Если уж углубляться в «творческий метод», то признаюсь, что чаще всего с портретов и начиналась работа над сценариями: главный герой, а затем уж сюжет. Для сценарного жанра, для драматургии лучше бы, пожалуй, наоборот. Сценарий — это в принципе всегда «история», анекдот. Но так у меня случалось редко. Придумал Абрикосова, героя «Частной жизни», — написал его с человека, которого довольно хорошо знал: директора студии, отправленного на пенсию, когда был он еще не стар и полон сил. Представил себе его могучую фигуру в тесных четырех стенах — как он мечется, не зная, чем себя занять. А уж отсюда разматывался и сюжет, появились жена, сын, невестка, дочь от первого брака и все остальные фигуры; возник финал с долгожданным звонком от министра и паузой, так выразительно сыгранной в фильме.
Отдаю себе отчет, что такая метода, в общем, незаконная для искусства кинематографа, рождает скорее драматический очерк, нежели полноценный, хорошо сбитый сценарий. «А где же тут у нас кульминация?!» — донимал меня на съемках Юлий Яковлевич Райзман, и я добросовестно пытался ответить на этот вопрос.
В свою очередь и артист, Михаил Ульянов, жаловался автору на некоторую «закрытость» роли, отсутствие в ней взрывных моментов. «Все он носит в себе, я понимаю, но хоть бы раз где-нибудь взорваться и выдать!» Автор, в силу соглашательского своего характера, не пытался «стоять на своем», а напротив — склоняясь к мнению артиста, честно старался что-то придумать по части взрывных моментов. Не получилось. Что бы ни придумывалось, выглядело враньем.
Тут в принципе есть над чем порассуждать, но буду краток.
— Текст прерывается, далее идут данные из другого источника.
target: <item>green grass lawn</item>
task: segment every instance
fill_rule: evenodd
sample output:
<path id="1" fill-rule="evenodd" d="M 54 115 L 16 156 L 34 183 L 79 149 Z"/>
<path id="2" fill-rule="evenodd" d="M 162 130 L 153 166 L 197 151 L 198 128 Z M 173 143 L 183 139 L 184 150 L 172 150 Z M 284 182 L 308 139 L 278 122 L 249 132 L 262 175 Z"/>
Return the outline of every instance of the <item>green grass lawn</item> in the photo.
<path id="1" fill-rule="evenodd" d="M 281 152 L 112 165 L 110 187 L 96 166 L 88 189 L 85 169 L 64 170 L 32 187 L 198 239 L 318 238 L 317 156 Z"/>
Я все еще стою на том, что кино ближе литературе, чем театру, и повествовательность отнюдь не грех, а классическое построение пьесы — не идеал для сценария. Тем не менее «очерк» переживает свой кризис, это всем ясно, автору этих строк в том числе.
То, что для нас еще десять лет назад было откровением, впервые сказанной правдой, нынче не в цене, поскольку общедоступно.
Свою социальную роль, как мы ее понимали, искусство без труда уступило публицистике, а правду говорят со всех экранов. Пришло время удивлять. Покупать зрительское внимание на рынке, где есть уже, кажется, всё.
Но не торопитесь. Так уже бывало. И где-то вдруг невзначай объявлялся неореализм. А еще раньше — театр Чехова и Станиславского. Герои помешивали ложечкой в стакане, и происходили скрытые драмы. Теперь Чехова ставят по-другому, но это ничего не значит. Реализм — то, что мы называем этим словом, — не умрет, и это, может быть, то единственное, что неподвластно моде. Подождем.
А пока вернемся к нашей теме. «Взрывных моментов» не получилось, но Ульянов, кажется, сыграл, а точнее, пронес в себе всю драму своего героя. «Сыграл» тут слово неподходящее. Блестящий характерный актер вахтанговской школы, он на этот раз ничего не сыграл, никого не изобразил — он был самим собой и вместе с тем героем «Частной жизни», он был им, и это чудо перевоплощения есть, я думаю, глубокая и неразгаданная тайна актера в кино, доступная, может быть, единицам.
Тут время сказать, что оптика кинематографа изменила саму природу актерской игры и в чем-то даже личность актера.
Опять слово «игра» здесь неточно. В театре актер играет, в кино — снимается. На крупном плане нельзя «хлопотать лицом», это известно каждому. Не нужно ничего доказывать, как в театре;
всё видно и так.
Гребнев А. Записки последнего сценариста // Искусство кино. 1997. № 11.